3 minutes de lecture

« Conquérante immobile /

Reine du sang des villes /

Je la supposais, la voilà ... »

Nuit

Auteurs : Jean-Jacques Goldman / Michael Jones

Compositeur : Jean-Jacques Goldman

Interprètes : Jean-Jacques Goldman et Carole Fredericks

Je viens de poignarder Rachel.

La lame ensanglantée se retire lentement de son abdomen, l’hémoglobine macule tout : sa robe, le couteau que je relâche brutalement comme s'il venait de me brûler, le tapis persan, ma main...

Je reste là, interdite, réalisant à peine la portée de mon acte.

J’ai assassiné ma meilleure amie de sang-froid, et pourtant, avec le recul, ça ne me fait rien.

Je ne pouvais pas la laisser médire.
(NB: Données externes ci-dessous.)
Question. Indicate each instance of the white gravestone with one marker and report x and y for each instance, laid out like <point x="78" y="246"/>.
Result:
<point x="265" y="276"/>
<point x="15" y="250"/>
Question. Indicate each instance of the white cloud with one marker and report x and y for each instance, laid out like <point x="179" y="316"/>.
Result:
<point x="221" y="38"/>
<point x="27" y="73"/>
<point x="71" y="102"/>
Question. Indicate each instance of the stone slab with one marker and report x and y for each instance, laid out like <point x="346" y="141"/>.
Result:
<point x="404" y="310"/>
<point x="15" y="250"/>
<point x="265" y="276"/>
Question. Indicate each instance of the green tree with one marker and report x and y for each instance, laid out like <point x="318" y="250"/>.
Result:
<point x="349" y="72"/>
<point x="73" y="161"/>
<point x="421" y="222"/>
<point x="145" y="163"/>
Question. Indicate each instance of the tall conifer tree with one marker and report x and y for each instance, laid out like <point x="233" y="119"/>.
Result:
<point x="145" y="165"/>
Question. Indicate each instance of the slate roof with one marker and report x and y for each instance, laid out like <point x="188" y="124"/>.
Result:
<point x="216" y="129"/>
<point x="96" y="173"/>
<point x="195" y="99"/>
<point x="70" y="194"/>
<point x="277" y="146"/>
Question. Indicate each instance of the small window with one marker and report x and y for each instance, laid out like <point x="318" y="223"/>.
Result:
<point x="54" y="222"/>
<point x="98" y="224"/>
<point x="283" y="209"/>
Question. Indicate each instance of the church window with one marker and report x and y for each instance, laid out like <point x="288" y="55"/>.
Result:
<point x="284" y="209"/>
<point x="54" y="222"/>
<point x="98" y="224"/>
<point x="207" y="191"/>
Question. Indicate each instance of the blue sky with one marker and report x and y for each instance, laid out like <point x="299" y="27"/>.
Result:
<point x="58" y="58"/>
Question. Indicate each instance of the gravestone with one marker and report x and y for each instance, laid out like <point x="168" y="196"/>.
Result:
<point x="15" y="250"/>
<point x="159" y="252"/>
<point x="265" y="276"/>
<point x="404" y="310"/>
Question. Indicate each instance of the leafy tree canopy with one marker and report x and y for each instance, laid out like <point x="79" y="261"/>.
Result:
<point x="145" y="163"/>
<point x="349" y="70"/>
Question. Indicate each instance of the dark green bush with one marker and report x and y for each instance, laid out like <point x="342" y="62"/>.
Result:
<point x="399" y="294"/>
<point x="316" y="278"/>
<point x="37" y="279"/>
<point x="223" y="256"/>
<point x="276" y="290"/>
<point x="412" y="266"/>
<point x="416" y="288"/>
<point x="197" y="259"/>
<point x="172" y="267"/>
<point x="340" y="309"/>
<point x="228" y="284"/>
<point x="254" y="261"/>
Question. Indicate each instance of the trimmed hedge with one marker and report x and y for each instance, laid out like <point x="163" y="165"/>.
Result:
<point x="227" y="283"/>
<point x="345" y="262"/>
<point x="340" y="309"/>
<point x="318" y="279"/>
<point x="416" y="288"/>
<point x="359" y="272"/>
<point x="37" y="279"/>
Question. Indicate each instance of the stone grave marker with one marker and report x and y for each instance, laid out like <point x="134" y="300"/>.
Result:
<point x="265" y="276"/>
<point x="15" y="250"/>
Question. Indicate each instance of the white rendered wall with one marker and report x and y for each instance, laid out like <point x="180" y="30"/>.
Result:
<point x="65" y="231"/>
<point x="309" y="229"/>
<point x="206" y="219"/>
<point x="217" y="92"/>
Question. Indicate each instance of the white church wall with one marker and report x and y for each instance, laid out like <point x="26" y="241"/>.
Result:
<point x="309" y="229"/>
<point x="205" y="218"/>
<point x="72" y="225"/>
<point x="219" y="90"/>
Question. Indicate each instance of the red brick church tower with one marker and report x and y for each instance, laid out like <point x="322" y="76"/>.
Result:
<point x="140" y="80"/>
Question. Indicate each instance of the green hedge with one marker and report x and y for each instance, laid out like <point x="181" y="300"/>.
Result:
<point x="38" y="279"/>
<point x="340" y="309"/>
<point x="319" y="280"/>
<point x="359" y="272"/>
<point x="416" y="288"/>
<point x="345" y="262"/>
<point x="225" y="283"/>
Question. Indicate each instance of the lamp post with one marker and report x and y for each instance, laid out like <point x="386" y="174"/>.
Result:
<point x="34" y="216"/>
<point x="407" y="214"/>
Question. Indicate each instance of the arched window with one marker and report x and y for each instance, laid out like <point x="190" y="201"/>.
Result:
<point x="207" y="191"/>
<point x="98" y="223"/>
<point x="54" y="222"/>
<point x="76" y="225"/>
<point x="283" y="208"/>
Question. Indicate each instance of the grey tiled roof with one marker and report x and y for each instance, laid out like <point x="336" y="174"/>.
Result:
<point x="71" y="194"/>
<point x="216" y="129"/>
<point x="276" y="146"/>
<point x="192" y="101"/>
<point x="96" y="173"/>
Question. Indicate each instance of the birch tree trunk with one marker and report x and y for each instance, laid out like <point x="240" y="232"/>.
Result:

Je ne pouvais pas la laisser mettre en péril l'équilibre fragile de notre petite famille...

Au nom de quoi s'arrogeait-elle le droit de briser mon couple ? Au nom de quoi s'arrogeait-elle le droit de révéler notre secret ? Agathe est ma fille. Et personne ne devra jamais savoir qui est son véritable père. Pour l'état civil, c'est Pierre, mon mari. Il n'y a jamais eu d'autre homme. Antoine n'existe pas, il n'a jamais existé pour moi. Il n'y a eu que quelques nuits entre nous, rien de plus. A peine plus... Il n'a plus jamais quitté Rachel depuis lors.

Et maintenant ?

***

Je me réveille en sursaut, balaie des yeux la pièce qui m'entoure. Notre chambre. Elle n'a pas changé. Pierre dort toujours à mes côtés, du sommeil du juste. Un coup de pied dans mon bas-ventre. Agathe n'est pas encore née, c'est pour bientôt. Les images de mon sinistre songe dansent à nouveau devant moi, je les chasse d'un battement de cils.

Putain de cauchemar !

En même temps, une angoisse sourde me lacère les entrailles à mesure que je pressens cette vision comme étant possible.

Et si je l'avais réellement fait ? Si j'avais réellement tué mon amie ? Oh mon Dieu, non !

Mon smartphone se recharge sur la table de nuit, je l'avise d'un œil torve.

Il faut que je sache, que j'en aie le cœur net...

A pas feutrés, je sors discrètement de la suite parentale, mon « précieux » entre les mains. L'écran indique 3 heures 40.

Merde, je ne peux quand même pas le réveiller en plein milieu de la nuit !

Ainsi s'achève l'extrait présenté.